Ante Scriptum: Sure, this maybe Ben Stiller, but damn if he doesn't look like someone else that I used to work with.

I've said it before and I'll say it again...Gays, if The Oscars are truly your Superbowl, riot it up! I'm not saying that you should turn over cars, but if you don't at least mob up or set fire to some garbage cans? Then the saying doesn't hold true.
All right, I've been doing this since
'06, and I actually used to watch movies back then. Not so much with
'07 and by
'08, I practically gave up on all things cinematic. By
last year, I was phoning it in, but then again, so was Hollywood.
"Why does a prisoner drop soap?" Seriously? Somebody wrote that for Neil Patrick Harris? And he sung that on purpose? I told you that they're phoning it in. "No one wants to do it alone?"
They don't want to hear that song again, either.
Ever.
I spoke too soon, Steve Martin and Alec Baldwin are doing an admirable job, and they're winging those jokes faster than I can type.
Alec: And this can be a first Steve. Because they just don't give Oscars to stand up comedians, but nobody has to tell you that.
The first 3D glasses joke, and there should be plenty more, because apparently there are a lot of bad 3D movie scripts floating around Hollywood right now. They want to capitalize on "Avatar," and yeah, that's how logic works in the City of Angles (sic).

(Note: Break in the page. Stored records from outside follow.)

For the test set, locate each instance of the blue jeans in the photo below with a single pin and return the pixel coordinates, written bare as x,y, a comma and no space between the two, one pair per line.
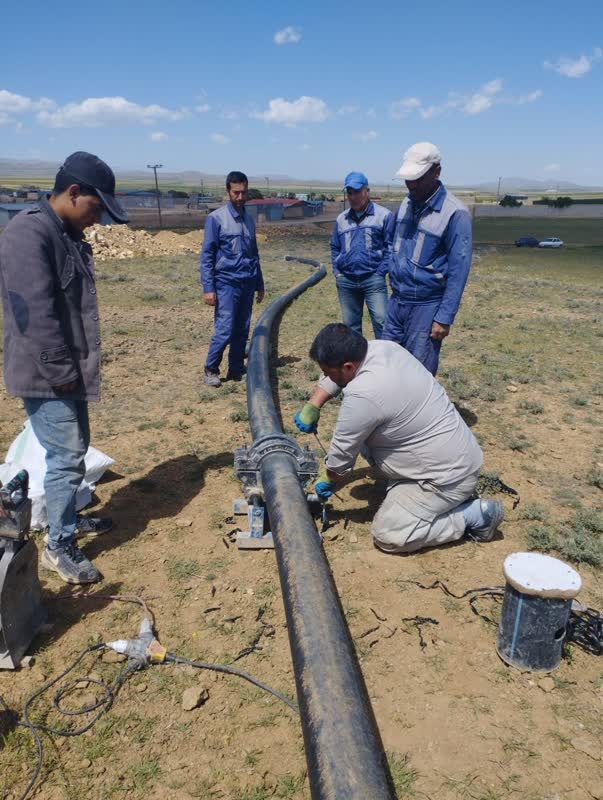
232,318
410,326
63,430
354,292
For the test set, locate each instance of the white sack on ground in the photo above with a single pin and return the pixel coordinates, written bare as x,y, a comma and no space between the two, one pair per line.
26,452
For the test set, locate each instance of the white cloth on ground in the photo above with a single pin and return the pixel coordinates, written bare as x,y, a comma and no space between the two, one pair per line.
26,452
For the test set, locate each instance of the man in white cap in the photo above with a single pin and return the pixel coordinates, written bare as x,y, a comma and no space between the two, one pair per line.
430,259
359,250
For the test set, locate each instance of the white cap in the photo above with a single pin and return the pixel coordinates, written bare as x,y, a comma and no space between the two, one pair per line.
417,160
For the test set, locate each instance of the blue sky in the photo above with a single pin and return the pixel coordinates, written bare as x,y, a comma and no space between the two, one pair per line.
308,89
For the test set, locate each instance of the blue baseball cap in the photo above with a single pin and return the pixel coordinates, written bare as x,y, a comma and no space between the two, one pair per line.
355,180
89,170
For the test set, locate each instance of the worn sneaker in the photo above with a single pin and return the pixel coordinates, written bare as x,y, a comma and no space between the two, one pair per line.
211,378
92,526
236,376
70,564
493,513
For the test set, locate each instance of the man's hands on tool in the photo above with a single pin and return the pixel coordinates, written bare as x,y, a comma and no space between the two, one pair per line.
324,487
307,419
439,331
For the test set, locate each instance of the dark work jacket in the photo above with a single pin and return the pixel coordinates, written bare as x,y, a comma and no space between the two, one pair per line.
51,322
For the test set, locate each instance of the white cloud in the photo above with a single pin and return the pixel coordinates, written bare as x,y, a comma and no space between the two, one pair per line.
288,35
400,108
483,99
219,138
575,67
529,98
369,136
96,112
304,109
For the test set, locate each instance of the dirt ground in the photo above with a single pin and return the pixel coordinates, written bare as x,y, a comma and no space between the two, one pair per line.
456,721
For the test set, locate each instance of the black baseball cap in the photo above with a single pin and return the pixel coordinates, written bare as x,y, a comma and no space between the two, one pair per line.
91,171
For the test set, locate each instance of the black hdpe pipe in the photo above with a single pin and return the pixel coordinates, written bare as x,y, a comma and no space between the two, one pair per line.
344,752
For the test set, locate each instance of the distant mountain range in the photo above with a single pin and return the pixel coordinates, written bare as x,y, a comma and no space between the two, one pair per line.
514,185
30,169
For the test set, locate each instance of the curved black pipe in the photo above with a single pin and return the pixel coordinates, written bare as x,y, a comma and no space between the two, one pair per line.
343,748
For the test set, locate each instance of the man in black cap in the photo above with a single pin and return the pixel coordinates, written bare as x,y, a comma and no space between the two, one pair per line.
52,341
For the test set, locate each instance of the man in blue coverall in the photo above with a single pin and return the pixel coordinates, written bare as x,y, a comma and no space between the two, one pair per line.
230,274
430,260
359,249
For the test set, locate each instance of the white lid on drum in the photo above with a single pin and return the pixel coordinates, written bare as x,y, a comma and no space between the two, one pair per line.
535,573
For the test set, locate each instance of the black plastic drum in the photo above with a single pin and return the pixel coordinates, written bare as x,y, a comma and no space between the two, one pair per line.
536,610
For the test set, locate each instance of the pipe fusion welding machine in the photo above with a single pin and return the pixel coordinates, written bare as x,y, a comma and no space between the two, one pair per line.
21,610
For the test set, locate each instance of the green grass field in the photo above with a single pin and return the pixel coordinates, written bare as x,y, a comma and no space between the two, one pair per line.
504,230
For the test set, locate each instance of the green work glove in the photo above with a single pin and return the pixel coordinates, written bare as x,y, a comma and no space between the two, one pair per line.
307,419
323,487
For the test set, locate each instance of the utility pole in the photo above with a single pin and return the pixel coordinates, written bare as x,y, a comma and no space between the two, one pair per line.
155,167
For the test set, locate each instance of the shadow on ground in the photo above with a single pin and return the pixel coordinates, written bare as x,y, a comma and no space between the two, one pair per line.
163,492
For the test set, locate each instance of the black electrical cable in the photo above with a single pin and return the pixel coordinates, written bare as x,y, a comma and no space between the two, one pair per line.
39,748
232,671
105,703
35,728
585,627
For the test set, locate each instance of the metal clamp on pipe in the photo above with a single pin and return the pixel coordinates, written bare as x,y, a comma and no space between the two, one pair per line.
248,460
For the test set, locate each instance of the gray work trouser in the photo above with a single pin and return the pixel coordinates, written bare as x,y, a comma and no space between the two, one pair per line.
418,514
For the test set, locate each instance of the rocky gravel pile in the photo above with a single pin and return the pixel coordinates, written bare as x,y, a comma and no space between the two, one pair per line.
119,242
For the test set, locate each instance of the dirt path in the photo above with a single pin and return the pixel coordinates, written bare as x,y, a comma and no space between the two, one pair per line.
457,722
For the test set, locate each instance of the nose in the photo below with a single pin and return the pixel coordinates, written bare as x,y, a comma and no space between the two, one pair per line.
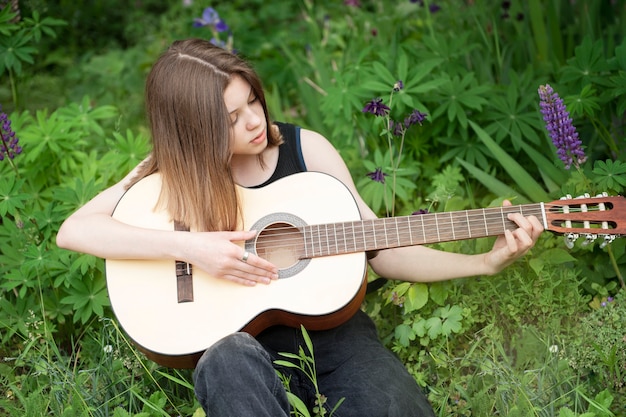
253,118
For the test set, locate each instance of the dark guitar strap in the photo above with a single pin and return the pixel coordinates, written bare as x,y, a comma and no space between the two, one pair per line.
184,274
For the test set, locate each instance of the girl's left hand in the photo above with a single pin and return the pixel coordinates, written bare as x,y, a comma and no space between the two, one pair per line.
513,244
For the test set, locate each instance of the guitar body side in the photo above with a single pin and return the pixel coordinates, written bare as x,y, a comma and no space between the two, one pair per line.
324,293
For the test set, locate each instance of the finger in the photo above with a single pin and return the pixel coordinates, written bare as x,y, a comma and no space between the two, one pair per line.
240,235
259,265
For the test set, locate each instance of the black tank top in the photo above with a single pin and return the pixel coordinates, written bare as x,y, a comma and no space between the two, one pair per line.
290,160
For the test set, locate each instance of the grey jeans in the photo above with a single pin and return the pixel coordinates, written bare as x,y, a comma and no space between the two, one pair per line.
236,377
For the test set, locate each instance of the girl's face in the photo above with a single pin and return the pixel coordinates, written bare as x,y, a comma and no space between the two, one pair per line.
248,126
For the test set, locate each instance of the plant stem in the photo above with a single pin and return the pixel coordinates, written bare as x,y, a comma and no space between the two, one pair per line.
616,268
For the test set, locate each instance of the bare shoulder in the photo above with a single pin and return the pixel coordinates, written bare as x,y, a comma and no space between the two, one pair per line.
319,154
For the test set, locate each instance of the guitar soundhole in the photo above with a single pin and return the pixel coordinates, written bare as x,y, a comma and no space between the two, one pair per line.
281,244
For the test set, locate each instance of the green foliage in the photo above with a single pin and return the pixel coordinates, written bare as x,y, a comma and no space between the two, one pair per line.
18,42
598,352
304,361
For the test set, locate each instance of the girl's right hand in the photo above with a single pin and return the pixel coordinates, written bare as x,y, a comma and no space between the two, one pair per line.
218,254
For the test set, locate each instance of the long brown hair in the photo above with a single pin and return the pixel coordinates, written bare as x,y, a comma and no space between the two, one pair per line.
191,132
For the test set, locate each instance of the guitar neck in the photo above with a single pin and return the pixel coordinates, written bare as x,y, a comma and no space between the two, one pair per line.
392,232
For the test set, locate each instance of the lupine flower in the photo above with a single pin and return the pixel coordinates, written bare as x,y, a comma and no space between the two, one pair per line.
376,107
378,175
9,146
560,127
396,128
211,18
415,117
433,7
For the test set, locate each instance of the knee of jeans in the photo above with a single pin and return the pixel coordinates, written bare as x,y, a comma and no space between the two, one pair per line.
230,352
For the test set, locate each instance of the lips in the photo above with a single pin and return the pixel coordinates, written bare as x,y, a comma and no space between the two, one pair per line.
259,138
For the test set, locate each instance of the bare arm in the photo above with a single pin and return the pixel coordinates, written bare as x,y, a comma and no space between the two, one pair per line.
420,263
91,229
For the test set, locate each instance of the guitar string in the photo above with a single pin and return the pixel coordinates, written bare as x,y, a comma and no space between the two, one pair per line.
289,236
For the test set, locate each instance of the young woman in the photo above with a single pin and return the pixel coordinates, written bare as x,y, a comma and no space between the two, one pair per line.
211,132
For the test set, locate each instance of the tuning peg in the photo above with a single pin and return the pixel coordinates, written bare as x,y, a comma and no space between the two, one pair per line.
589,238
607,239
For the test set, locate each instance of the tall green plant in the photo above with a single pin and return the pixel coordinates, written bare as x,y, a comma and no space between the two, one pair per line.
18,40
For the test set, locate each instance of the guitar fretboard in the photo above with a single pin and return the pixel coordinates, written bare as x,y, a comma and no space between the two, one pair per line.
392,232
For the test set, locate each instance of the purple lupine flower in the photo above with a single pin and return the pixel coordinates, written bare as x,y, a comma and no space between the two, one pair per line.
376,107
396,128
433,7
9,143
210,17
378,175
560,127
415,117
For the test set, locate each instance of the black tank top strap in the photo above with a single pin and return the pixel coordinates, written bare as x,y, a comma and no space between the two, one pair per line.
290,159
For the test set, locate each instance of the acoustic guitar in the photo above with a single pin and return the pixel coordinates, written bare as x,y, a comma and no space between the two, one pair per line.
308,225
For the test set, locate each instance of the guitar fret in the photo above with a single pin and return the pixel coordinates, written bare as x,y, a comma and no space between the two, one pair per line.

BTW, "The Hurt Locker" is not a film, it's what happens when I come home five minutes late and The Missus gives me what for, in the doorway.

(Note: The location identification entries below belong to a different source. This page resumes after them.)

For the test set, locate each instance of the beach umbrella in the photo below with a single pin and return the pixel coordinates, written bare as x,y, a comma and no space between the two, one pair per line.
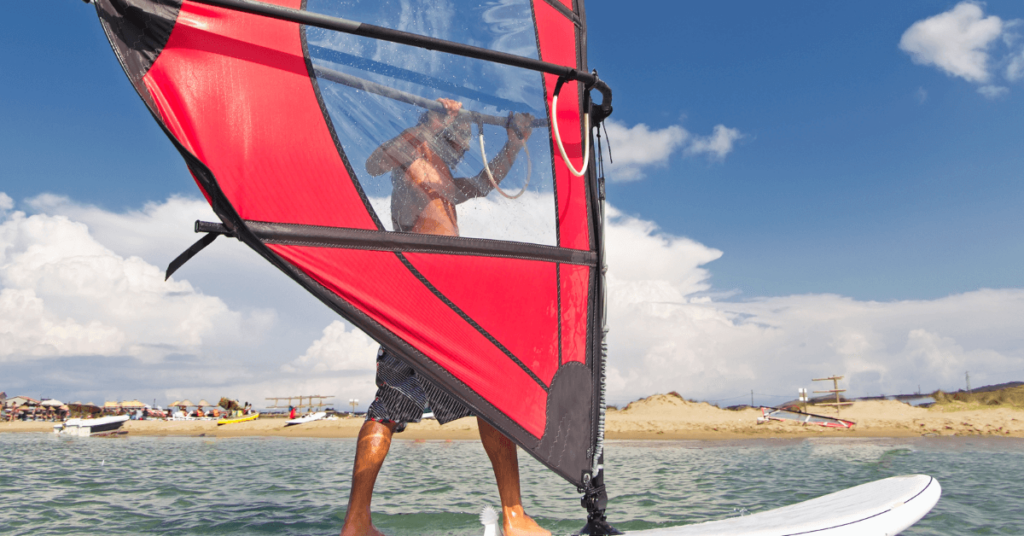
229,404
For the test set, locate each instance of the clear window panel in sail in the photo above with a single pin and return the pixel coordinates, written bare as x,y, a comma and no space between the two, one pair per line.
420,163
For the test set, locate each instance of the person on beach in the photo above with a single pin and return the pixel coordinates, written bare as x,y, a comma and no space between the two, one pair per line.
424,197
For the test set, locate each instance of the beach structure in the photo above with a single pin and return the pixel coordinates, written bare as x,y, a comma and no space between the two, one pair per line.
308,402
839,402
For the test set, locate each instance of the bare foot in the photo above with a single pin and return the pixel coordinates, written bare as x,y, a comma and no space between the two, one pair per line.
359,527
516,523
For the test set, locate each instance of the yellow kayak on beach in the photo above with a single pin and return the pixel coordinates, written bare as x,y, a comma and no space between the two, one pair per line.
254,416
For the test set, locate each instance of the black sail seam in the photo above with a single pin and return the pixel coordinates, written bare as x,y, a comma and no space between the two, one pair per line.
558,287
330,126
551,139
318,236
564,10
470,321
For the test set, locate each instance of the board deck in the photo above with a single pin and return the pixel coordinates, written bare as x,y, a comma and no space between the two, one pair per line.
878,508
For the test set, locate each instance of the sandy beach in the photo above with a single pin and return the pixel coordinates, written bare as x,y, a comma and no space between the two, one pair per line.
657,417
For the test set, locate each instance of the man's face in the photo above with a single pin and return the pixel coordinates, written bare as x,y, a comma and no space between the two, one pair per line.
455,142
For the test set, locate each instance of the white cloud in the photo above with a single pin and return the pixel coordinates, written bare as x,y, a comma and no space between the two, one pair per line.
668,335
717,146
341,347
965,43
62,293
91,320
638,147
993,92
955,41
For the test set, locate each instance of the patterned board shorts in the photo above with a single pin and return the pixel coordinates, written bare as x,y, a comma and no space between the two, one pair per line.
402,396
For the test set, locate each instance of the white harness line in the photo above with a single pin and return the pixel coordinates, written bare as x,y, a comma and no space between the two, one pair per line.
558,138
491,177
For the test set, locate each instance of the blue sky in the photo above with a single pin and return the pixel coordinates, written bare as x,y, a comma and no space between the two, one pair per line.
856,171
847,180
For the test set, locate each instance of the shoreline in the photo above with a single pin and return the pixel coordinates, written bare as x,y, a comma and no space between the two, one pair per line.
657,417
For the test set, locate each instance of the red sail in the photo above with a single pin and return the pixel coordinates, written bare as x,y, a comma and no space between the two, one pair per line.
505,316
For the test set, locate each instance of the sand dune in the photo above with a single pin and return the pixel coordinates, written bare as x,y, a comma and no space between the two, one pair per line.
659,416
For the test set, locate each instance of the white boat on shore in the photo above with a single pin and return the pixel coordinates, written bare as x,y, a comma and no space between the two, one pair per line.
306,418
103,426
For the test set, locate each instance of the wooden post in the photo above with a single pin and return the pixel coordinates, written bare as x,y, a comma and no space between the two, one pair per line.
835,379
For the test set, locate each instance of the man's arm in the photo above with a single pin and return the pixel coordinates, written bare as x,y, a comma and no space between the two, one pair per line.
402,150
479,186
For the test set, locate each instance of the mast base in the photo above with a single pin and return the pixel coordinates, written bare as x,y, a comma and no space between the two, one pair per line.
597,526
595,499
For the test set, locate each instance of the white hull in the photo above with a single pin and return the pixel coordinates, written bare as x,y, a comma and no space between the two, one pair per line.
91,427
878,508
308,418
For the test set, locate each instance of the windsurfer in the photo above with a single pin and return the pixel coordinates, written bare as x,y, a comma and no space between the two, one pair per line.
425,194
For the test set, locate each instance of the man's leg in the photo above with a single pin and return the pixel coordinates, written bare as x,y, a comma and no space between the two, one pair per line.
506,463
374,442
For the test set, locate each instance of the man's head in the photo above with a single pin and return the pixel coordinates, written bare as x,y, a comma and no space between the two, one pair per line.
452,142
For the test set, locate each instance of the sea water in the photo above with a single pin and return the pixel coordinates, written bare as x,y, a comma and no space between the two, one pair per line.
52,485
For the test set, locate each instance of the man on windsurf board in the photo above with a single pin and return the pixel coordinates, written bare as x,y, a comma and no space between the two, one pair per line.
424,198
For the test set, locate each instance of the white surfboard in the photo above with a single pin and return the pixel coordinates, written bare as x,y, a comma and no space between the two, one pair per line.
878,508
308,418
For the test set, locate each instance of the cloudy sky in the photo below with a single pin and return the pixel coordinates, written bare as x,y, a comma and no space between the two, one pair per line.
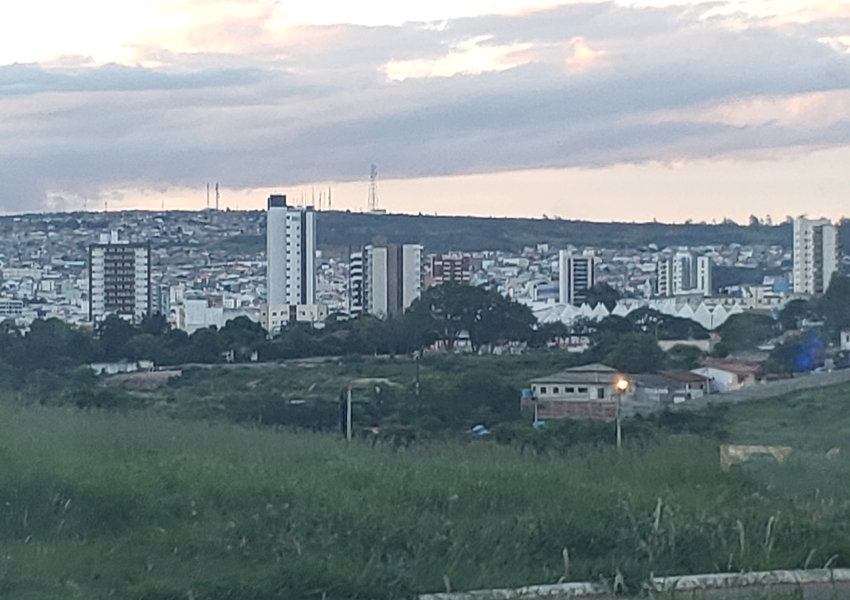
617,110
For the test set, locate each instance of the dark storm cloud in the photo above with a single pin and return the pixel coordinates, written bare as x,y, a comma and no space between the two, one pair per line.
286,112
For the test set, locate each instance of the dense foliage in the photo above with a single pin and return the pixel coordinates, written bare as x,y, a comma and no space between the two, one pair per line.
104,505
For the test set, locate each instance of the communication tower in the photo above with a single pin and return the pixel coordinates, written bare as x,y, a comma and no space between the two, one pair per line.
372,205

Hey, Clooney, how can you not laugh at that Toyota joke?
Alec: Here's the inglorious bastards section...
Steve: And over here are the people that made the movie.
You gotta feel for Carey Mulligan...
...until she gets married or changes her surname? Bad golf jokes abound...amongst other unfavorable things.
I see that they've brought back the phrase, "And the winner is..." As many shafts as the Academy has wrought over the years, "And the award goes to," was and is, the most apropos.
On behalf of the sickly little mole people that Robert Downey Jr. was talking about, I'm happy for Mark Boal, and damn it Quentin, you should be too!
I like the films of John Hughes, though I don't love all of them. It took his passing for him to get a Lifetime Achievement Award, and you know that the Academy never would have given him one otherwise. It's not that I don't think that he didn't deserve it, it's just that when you compare the reluctance behind the ones for Alfred Hitchcock and Blake Edwards, John was never gonna get one any other way.
John Lassiter: You know the tools to make a film, are so readily accessible. Cameras, your lap top. My advice to young filmmakers about making a film; the tools never make a great the film, it's what you do with the tools. Telling a great story, entertaining an audience...that's what's going to win you an Academy Award. Then in the very same segment, "Logorama" wins..."Logorama?" How the hell can anyone beat Wallace and Grommet??? Re-fucking-count! I demand a fucking recount!
Is Geoffrey Fletcher the very first African American to win Best Adapted Screenplay? He is certainly the only Black screenwriter I've ever seen take to the Kodak Theatre stage.
The very day that The Missus saw "Precious," she accurately predicted that Mo'nique would win and with the clip that they showed, who could argue?
With the hum, the odd ambient noise and near feedback, whoever did the sound for this award show should be fired. Even banquet halls that serve rubber chicken, don't have such poor sound.
Twenty some odd minutes later? Here we go, interpretive modern break dancing ballet. It's The Academy's way of saying, "hey everybody, filler. Go to the bathroom while you can, make that phone call, make the beast with two backs, eat a pizza...do whatever you can get done in four minutes and thirty seconds."
As much as I loved "Star Trek," I would've been the first to scream bloody murder if "Avatar" didn't win for Best Special Effects.
Wow, Pedro Almadovar and Quentin Tarantino on the same stage? Everything that was good about 90's cinema.
Having their peers introduce them, is a wonderful addition to the Best Actor and Best Actress categories. Jeff Bridges is an acting god in this household, and yet, why does he get to do a five minute speech, when everyone else gets cut short? I think to rectify this, The Academy could have Catherine Zeta-Jones give a speech at my house for five minutes.
Kathyn Bigelow? C'mon, Hollywood, stop saying that women can't direct, and stop saying that women can't direct action films.

"The Hurt Locker" should've won, and did win. Congratulations!